I have a multiple objects similar to remote operated toy cars which send their location every minute or so. Within a certain polygon/area I can reiceive their location quite well, however because the coordinates jump around a bit and the receiver does not always have perfect reception you might miss a point here and there.
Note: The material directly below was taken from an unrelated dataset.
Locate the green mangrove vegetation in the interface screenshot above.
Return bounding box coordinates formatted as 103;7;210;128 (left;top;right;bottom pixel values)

This dataset looks something like this:
car_id | datetime | x | y
1 | 2018-01-01 00:00:01 | .... | .... -> 1 enters the polygon
1 | 2018-01-01 00:01:02 | .... | ....
2 | 2018-01-01 00:01:13 | .... | .... -> 2 enters the polygon
3 | 2018-01-01 00:01:40 | .... | .... -> 3 enters the polygon
2 | 2018-01-01 00:02:15 | .... | ....
3 | 2018-01-01 00:03:35 | .... | ....
1 | 2018-01-01 00:03:40 | .... | ....
2 | 2018-01-01 00:03:40 | .... | ....
3 | 2018-01-01 00:04:25 | .... | ....
3 | 2018-01-01 00:05:15 | .... | ....
2 | 2018-01-01 00:05:20 | .... | ....
2 | 2018-01-01 00:06:25 | .... | ....
2 | 2018-01-01 00:07:18 | .... | ....
2 | 2018-01-01 00:08:20 | .... | ....
2 | 2018-01-01 00:09:45 | .... | .... -> haven't seen 1 for a while so must have left the polygon
2 | 2018-01-01 00:10:35 | .... | .... -> haven't seen 3 for a while so must have left the polygon
2 | 2018-01-01 00:11:47 | .... | ....
I have left x and y to be "...." in this example, but they have a coordinate within the polygon. In order to create a "gantt chart" (doesn't actually have to be the chart, just the dataset the idea would be to see if an object (i.e. car hasn't been in the polygon for a while (say 5 minutes) and come to the conclusion that it has left the area (after that an object can re-enter an area but that will be a new entry into the polygon)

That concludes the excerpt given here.